Lili Marleen from German director Fassbinder is very loosely based on the autobiography of WWII singer Lale Andersen. This is one of the three films Fassbinder made in English, and it tends towards the epic soap in its depiction of the love story between the German chanteuse Willie (Hanna Schygulla) and her Jewish lover, pianist and composer Robert Mendelsohn (Giancarlo Giannini). When the film begins, Willie and Robert live in Switzerland where Willie–a mediocre singer–has a nightclub engagement. Here she comes to the attention of some visiting Nazis who urge her to come back to Berlin so they can boost her career. Robert is involved in smuggling Jews from Germany to Switzerland, and when he leaves for Berlin on another mission, Willie accompanies him. Unfortunately, Robert’s father, who doesn’t approve of Willie, pulls strings to forbid her reentry to Switzerland, and so the lovers are parted.

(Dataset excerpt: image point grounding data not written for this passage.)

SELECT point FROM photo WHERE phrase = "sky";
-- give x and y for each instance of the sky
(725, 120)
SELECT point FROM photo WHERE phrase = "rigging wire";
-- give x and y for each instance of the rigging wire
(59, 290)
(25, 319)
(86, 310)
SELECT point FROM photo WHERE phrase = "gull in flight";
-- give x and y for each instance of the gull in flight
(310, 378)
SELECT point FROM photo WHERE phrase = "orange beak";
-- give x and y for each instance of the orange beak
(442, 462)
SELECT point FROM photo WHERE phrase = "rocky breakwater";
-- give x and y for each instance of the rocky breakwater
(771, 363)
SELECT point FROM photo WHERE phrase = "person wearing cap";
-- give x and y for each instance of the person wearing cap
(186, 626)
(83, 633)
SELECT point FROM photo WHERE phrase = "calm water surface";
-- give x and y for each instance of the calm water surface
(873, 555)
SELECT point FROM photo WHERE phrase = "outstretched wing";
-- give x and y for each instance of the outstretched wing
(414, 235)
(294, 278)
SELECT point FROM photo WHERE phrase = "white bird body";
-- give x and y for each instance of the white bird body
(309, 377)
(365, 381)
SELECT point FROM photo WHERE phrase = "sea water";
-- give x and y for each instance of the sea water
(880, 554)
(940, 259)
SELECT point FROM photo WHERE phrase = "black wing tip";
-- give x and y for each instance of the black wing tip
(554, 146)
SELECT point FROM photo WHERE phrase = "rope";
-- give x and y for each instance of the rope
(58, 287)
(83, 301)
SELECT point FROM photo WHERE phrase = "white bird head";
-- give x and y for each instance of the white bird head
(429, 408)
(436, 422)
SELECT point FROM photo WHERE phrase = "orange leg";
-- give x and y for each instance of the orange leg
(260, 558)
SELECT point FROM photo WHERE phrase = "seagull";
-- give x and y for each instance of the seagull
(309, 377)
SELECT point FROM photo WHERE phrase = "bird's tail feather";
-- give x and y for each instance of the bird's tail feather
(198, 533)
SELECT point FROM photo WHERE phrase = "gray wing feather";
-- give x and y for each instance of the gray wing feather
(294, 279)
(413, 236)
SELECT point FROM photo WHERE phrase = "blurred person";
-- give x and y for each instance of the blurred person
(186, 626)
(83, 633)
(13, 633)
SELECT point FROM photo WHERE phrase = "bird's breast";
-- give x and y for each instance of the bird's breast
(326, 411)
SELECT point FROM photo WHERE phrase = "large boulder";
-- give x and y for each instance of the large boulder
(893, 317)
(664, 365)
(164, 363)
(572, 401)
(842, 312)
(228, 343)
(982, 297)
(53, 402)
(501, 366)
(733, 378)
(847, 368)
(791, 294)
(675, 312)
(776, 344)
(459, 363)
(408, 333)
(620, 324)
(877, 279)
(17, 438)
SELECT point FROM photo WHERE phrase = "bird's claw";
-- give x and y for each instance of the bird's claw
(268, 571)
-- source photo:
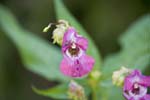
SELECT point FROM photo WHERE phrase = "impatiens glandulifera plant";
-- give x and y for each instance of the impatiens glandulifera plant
(75, 62)
(45, 59)
(136, 86)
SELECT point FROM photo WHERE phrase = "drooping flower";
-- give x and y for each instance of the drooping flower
(58, 33)
(119, 75)
(75, 62)
(136, 85)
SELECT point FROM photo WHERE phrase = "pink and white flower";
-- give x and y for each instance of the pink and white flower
(75, 63)
(135, 86)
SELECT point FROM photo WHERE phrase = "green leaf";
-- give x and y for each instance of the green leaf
(37, 54)
(135, 52)
(63, 13)
(58, 92)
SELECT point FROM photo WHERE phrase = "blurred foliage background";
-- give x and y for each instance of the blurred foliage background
(105, 20)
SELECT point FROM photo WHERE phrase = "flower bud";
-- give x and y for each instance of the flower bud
(119, 76)
(58, 33)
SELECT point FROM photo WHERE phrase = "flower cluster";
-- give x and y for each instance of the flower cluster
(75, 63)
(136, 85)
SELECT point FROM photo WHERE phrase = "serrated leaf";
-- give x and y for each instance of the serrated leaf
(37, 55)
(58, 92)
(135, 52)
(63, 13)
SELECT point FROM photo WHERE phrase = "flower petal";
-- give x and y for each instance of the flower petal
(69, 35)
(145, 81)
(135, 76)
(147, 97)
(77, 68)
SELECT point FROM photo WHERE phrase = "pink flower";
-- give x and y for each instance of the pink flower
(75, 62)
(135, 86)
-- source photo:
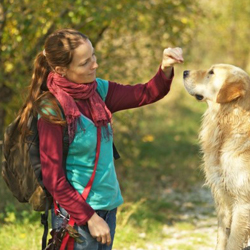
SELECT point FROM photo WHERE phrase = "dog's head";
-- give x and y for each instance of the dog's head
(222, 83)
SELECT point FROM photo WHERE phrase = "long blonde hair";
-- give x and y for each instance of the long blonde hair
(58, 51)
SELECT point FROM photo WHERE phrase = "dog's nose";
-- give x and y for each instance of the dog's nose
(185, 73)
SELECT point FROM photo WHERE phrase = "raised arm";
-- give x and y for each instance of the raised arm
(122, 97)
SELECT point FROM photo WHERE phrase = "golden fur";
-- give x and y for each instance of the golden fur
(225, 143)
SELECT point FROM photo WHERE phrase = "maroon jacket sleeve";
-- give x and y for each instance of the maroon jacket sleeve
(122, 97)
(51, 155)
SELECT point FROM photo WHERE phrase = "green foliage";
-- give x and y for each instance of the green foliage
(122, 42)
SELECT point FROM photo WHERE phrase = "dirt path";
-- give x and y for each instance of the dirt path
(197, 224)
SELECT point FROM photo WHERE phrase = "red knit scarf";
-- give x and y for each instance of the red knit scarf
(66, 91)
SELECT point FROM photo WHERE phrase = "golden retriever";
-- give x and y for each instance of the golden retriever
(225, 144)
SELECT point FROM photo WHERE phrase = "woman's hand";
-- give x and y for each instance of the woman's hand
(99, 229)
(171, 56)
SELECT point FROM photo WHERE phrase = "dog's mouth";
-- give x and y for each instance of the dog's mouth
(199, 97)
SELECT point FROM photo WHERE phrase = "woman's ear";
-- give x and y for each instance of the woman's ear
(231, 91)
(60, 70)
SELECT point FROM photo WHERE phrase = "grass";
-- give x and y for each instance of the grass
(159, 167)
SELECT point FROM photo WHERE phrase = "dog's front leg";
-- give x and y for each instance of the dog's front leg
(224, 216)
(239, 226)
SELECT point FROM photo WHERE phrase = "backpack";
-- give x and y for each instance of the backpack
(21, 166)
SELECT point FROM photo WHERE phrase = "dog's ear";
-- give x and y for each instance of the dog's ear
(231, 91)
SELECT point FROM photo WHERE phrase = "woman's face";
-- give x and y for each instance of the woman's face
(83, 67)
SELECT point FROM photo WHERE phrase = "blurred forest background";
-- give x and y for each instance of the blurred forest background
(159, 170)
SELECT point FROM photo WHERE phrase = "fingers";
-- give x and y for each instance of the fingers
(174, 53)
(105, 239)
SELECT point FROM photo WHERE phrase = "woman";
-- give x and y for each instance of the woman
(64, 79)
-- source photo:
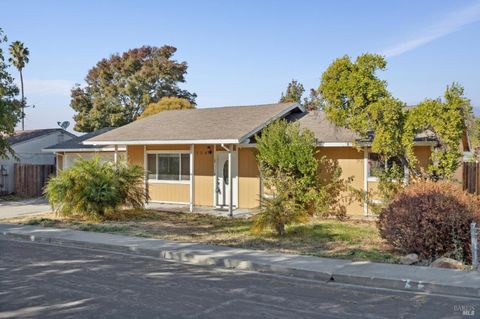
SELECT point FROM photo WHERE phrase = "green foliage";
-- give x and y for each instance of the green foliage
(294, 92)
(93, 189)
(280, 210)
(120, 88)
(447, 120)
(349, 88)
(290, 171)
(355, 98)
(167, 104)
(10, 112)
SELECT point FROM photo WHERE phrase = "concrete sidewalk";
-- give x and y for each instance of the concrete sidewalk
(409, 278)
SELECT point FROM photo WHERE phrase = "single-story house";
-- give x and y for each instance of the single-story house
(28, 145)
(206, 157)
(69, 151)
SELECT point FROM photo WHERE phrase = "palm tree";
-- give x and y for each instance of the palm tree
(19, 58)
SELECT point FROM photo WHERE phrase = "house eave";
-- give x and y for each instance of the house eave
(163, 142)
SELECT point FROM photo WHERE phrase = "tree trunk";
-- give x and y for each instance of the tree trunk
(23, 101)
(280, 228)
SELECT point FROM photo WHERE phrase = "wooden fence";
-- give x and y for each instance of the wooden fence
(31, 178)
(471, 172)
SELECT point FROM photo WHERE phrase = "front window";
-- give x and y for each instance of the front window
(376, 166)
(168, 166)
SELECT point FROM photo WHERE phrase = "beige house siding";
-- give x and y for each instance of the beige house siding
(351, 162)
(135, 155)
(423, 157)
(248, 179)
(166, 192)
(204, 175)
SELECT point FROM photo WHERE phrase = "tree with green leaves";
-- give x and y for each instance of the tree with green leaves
(19, 57)
(167, 104)
(293, 93)
(356, 98)
(291, 172)
(118, 89)
(10, 108)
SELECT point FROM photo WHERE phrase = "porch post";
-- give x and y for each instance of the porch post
(230, 179)
(115, 155)
(192, 177)
(365, 180)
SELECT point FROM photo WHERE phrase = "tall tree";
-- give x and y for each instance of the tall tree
(293, 93)
(10, 112)
(19, 57)
(119, 88)
(167, 104)
(355, 98)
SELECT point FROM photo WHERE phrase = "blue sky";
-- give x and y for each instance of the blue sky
(246, 52)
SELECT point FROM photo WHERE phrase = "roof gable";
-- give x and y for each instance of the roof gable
(26, 135)
(204, 125)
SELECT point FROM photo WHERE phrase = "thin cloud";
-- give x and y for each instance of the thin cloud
(48, 87)
(451, 23)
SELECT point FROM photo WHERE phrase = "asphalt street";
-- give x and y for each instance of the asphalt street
(48, 281)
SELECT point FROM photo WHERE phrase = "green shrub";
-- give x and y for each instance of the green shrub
(431, 219)
(301, 184)
(92, 189)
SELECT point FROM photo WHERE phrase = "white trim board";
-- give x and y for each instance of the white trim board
(164, 142)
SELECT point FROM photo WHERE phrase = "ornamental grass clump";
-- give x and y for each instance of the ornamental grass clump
(94, 189)
(431, 219)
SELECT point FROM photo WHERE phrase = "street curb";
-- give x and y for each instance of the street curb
(417, 279)
(180, 256)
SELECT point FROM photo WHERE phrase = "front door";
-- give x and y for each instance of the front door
(222, 187)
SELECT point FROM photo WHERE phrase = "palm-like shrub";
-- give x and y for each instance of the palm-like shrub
(92, 189)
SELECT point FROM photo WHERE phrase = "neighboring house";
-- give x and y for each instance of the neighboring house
(28, 147)
(69, 151)
(187, 153)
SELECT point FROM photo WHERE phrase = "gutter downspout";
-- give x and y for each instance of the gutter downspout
(230, 186)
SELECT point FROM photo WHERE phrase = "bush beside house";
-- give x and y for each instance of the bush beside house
(93, 189)
(431, 219)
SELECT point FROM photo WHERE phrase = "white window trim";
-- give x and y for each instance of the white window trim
(377, 179)
(167, 181)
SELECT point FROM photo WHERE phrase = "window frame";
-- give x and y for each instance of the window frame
(168, 181)
(377, 179)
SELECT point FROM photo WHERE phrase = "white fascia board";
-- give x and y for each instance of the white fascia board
(335, 144)
(84, 150)
(276, 117)
(164, 142)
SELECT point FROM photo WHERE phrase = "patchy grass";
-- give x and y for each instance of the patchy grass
(356, 240)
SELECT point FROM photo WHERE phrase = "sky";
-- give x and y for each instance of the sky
(246, 52)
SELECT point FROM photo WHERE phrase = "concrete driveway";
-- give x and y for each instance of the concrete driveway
(9, 209)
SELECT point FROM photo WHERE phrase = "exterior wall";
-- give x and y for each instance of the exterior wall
(167, 192)
(30, 152)
(135, 155)
(248, 179)
(423, 156)
(69, 158)
(351, 161)
(204, 175)
(158, 191)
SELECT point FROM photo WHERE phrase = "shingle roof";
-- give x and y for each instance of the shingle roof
(324, 130)
(220, 123)
(327, 132)
(77, 142)
(22, 136)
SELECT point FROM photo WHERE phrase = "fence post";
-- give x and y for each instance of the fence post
(474, 237)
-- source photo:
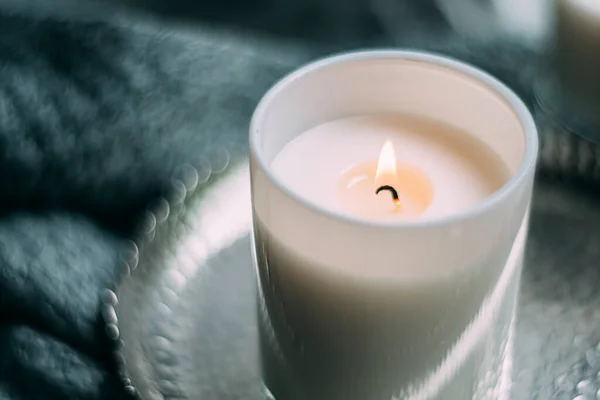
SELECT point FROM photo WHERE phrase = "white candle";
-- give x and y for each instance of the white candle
(364, 298)
(439, 171)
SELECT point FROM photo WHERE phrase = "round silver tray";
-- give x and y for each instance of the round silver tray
(183, 316)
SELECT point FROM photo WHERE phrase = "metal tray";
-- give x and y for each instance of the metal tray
(183, 316)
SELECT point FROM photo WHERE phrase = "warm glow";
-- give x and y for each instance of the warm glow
(387, 161)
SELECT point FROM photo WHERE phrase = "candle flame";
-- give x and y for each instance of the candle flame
(387, 160)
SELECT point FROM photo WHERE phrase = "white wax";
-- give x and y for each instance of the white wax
(462, 170)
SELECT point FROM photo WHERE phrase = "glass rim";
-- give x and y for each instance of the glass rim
(526, 166)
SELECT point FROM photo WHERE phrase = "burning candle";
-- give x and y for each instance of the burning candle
(388, 189)
(440, 170)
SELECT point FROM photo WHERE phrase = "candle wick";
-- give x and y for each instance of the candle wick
(391, 190)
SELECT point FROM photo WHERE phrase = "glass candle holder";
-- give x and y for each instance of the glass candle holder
(421, 308)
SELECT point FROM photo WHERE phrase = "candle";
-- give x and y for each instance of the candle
(403, 294)
(439, 171)
(577, 52)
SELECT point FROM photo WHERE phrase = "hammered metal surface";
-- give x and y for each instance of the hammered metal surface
(184, 319)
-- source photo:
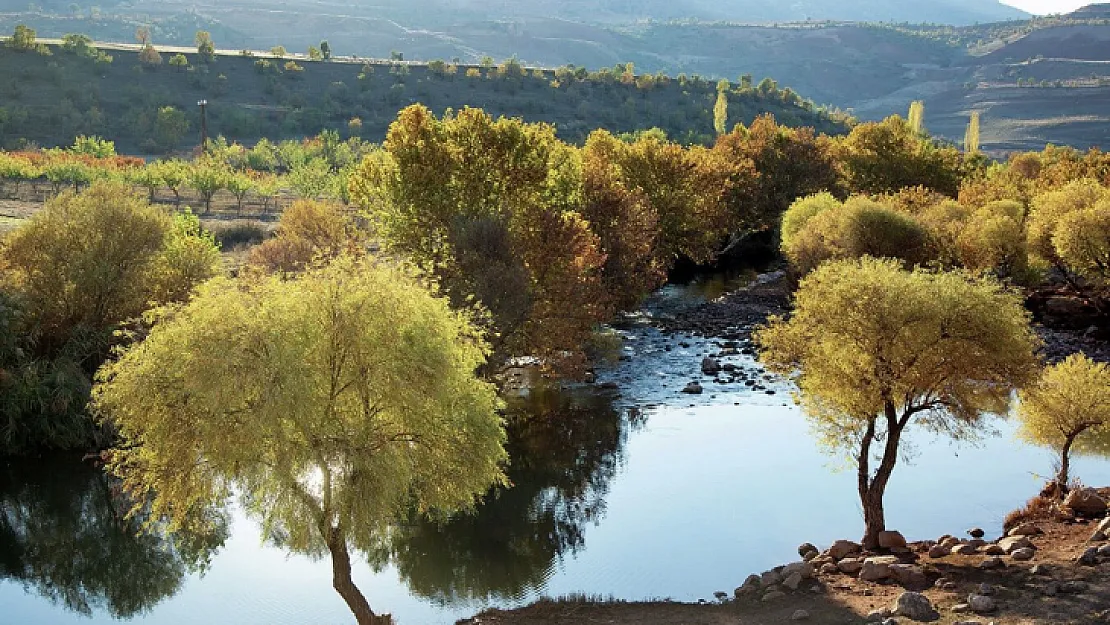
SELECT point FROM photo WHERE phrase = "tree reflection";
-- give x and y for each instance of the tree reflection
(63, 534)
(564, 449)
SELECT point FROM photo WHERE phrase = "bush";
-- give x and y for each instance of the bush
(856, 229)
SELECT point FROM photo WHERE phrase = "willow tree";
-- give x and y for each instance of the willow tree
(1069, 409)
(332, 403)
(875, 349)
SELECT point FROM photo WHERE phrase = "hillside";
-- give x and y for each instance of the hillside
(51, 99)
(870, 69)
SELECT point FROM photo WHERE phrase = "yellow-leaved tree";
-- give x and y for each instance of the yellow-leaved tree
(875, 348)
(331, 403)
(1068, 410)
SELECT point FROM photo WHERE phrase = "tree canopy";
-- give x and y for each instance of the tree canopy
(875, 348)
(332, 402)
(1068, 409)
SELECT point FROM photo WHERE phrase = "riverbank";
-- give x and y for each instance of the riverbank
(1053, 587)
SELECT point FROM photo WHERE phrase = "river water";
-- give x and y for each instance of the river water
(637, 493)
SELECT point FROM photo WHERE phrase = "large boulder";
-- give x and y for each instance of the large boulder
(769, 578)
(909, 576)
(843, 548)
(1025, 530)
(1011, 544)
(980, 604)
(803, 568)
(876, 568)
(915, 606)
(891, 540)
(1086, 502)
(850, 565)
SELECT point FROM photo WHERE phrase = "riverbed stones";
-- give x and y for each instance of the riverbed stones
(843, 548)
(806, 548)
(1089, 557)
(1025, 530)
(1086, 502)
(909, 575)
(915, 606)
(992, 562)
(891, 540)
(769, 578)
(980, 604)
(801, 568)
(1073, 587)
(1010, 544)
(693, 389)
(938, 551)
(877, 567)
(850, 565)
(772, 595)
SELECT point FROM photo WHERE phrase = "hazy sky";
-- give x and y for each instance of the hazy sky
(1041, 7)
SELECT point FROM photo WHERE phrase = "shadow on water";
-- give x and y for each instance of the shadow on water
(63, 535)
(565, 449)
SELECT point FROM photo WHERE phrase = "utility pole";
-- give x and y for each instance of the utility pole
(203, 106)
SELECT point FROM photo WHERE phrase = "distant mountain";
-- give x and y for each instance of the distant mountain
(957, 12)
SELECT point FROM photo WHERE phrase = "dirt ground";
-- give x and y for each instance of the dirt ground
(1020, 594)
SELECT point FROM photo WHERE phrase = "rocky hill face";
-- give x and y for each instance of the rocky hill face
(1033, 81)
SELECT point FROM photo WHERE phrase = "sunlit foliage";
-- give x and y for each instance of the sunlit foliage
(1068, 410)
(332, 403)
(875, 348)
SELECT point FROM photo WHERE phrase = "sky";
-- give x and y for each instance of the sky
(1041, 7)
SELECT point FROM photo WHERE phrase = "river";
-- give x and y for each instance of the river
(641, 492)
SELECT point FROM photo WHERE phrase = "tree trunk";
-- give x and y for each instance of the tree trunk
(344, 585)
(871, 490)
(1061, 477)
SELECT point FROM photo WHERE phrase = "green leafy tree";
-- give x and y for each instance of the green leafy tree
(239, 184)
(916, 118)
(88, 260)
(179, 61)
(22, 39)
(332, 403)
(208, 178)
(971, 137)
(170, 127)
(205, 48)
(149, 58)
(941, 350)
(1068, 409)
(720, 113)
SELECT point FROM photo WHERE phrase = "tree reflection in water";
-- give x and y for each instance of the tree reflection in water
(565, 449)
(62, 534)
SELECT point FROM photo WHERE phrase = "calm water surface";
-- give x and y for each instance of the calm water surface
(637, 494)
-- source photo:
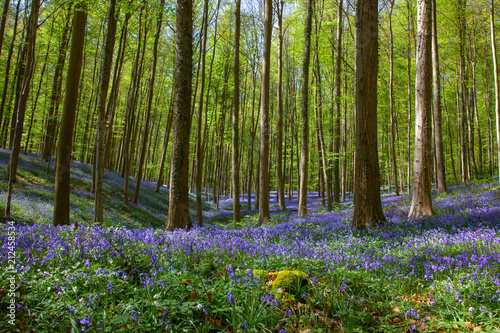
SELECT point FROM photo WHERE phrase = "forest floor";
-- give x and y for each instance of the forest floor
(298, 274)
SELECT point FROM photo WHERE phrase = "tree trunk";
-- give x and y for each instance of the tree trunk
(145, 134)
(391, 103)
(131, 105)
(101, 105)
(55, 97)
(438, 133)
(304, 146)
(29, 51)
(264, 116)
(236, 110)
(367, 203)
(65, 143)
(7, 68)
(35, 103)
(4, 19)
(422, 174)
(178, 208)
(497, 88)
(159, 183)
(111, 108)
(408, 75)
(281, 187)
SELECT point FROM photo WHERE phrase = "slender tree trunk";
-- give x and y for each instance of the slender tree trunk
(199, 148)
(391, 102)
(111, 108)
(178, 208)
(35, 103)
(4, 19)
(422, 199)
(131, 105)
(304, 146)
(55, 98)
(7, 66)
(145, 134)
(450, 134)
(264, 116)
(65, 141)
(159, 183)
(236, 110)
(438, 133)
(497, 88)
(29, 51)
(408, 75)
(367, 203)
(338, 98)
(101, 112)
(281, 187)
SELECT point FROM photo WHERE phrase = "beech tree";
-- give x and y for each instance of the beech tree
(367, 204)
(65, 140)
(103, 94)
(422, 201)
(178, 205)
(236, 110)
(304, 145)
(28, 57)
(264, 116)
(441, 175)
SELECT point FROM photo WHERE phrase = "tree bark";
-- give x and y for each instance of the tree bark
(367, 204)
(131, 105)
(2, 25)
(65, 141)
(264, 116)
(101, 112)
(51, 126)
(7, 68)
(115, 87)
(438, 132)
(281, 188)
(145, 134)
(199, 144)
(336, 130)
(422, 174)
(497, 88)
(178, 208)
(391, 102)
(29, 51)
(304, 145)
(236, 110)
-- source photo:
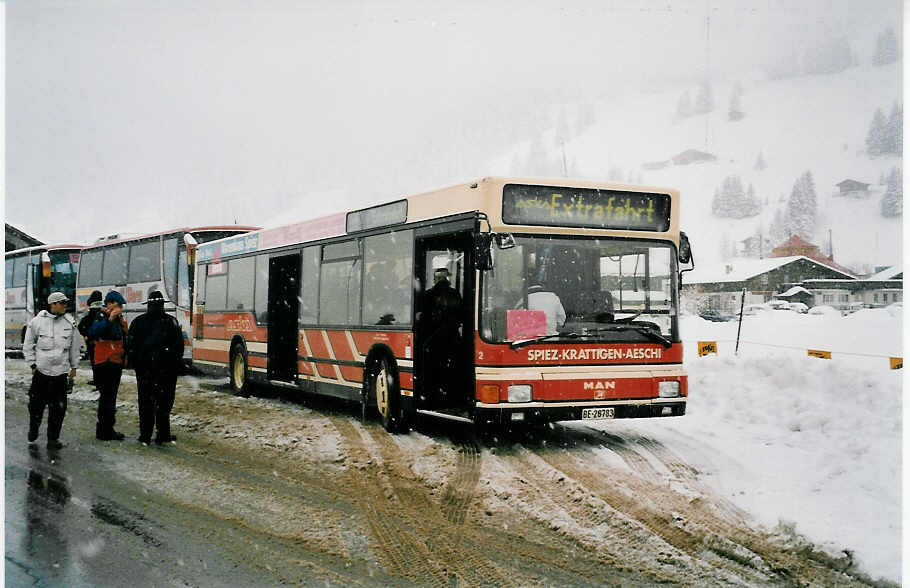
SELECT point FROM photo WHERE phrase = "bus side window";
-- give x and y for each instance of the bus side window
(241, 275)
(261, 296)
(388, 264)
(170, 268)
(183, 280)
(9, 271)
(113, 270)
(309, 290)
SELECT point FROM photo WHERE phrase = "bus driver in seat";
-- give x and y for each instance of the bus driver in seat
(549, 302)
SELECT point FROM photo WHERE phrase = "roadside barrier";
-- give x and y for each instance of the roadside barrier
(709, 347)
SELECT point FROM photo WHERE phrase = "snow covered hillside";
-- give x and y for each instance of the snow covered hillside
(807, 444)
(812, 123)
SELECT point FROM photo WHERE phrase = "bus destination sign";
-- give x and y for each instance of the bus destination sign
(585, 207)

Willie reconnects with the Nazi officers she met in Switzerland, and she records the song “Lili Marleen.” Willie’s singing ability leaves a lot to be desired, but the song is, by chance, picked up on the airwaves and rapidly becomes extremely popular with the soldiers at the front. While the soldiers identify with the song’s theme–a soldier who longs to return home from war to the woman who’s waiting–propaganda minister Goebbels hates it. To Goebbels, the song has “the stench of death” and isn’t patriotic enough, but Willie enjoys Hitler’s patronage, and so she remains a popular singer and entertainer until she crosses her Nazi masters and is blacklisted.
In a different film, Lili’s character could contain some depth and complexity–after all she’s swept up in a maelstrom of moral complexity and chooses to survive through Nazi patronage. But Fassbinder’s Lili isn’t depicted as a complex character–instead she’s portrayed as a woman caught up by circumstance who operates solely on a desire to survive and her love for Mendelsohn. Hanna Schygulla–one of Fassbinder’s greatest actresses–plays the role with a slightly distracted, naive air. Still the story raises some interesting moral questions regarding the price of survival. The plot is problematic and a bit muddled in some parts of the film. This may be due to the fact that Fassbinder did not work with his own script here–but one he revised that was originally written by one of his arch-enemies Manfred Purzer. Fassbinder also plays a small role as an underground operative involved in rescuing Jews.
But in spite of its flaws, Lili Marleen is a feast for Fassbinder fans. The film contains moments of pure power. Some very moving scenes depict Willie singing and her words are broadcast over the airwaves to soldiers–some in the trenches, some in open fields. Soldiers bow their heads and fall silent as they recall the bittersweet memories of all they’ve left behind. In one of the best scenes in the film, Willie performs to a packed house of Nazi elite, and scenes of huge bouquets of flowers are juxtaposed with the bodies of soldiers falling from explosions. If you’re new to Fassbinder, I recommend starting with The Marriage of Maria Braun, Veronica Voss or The Stationmaster’s Wife.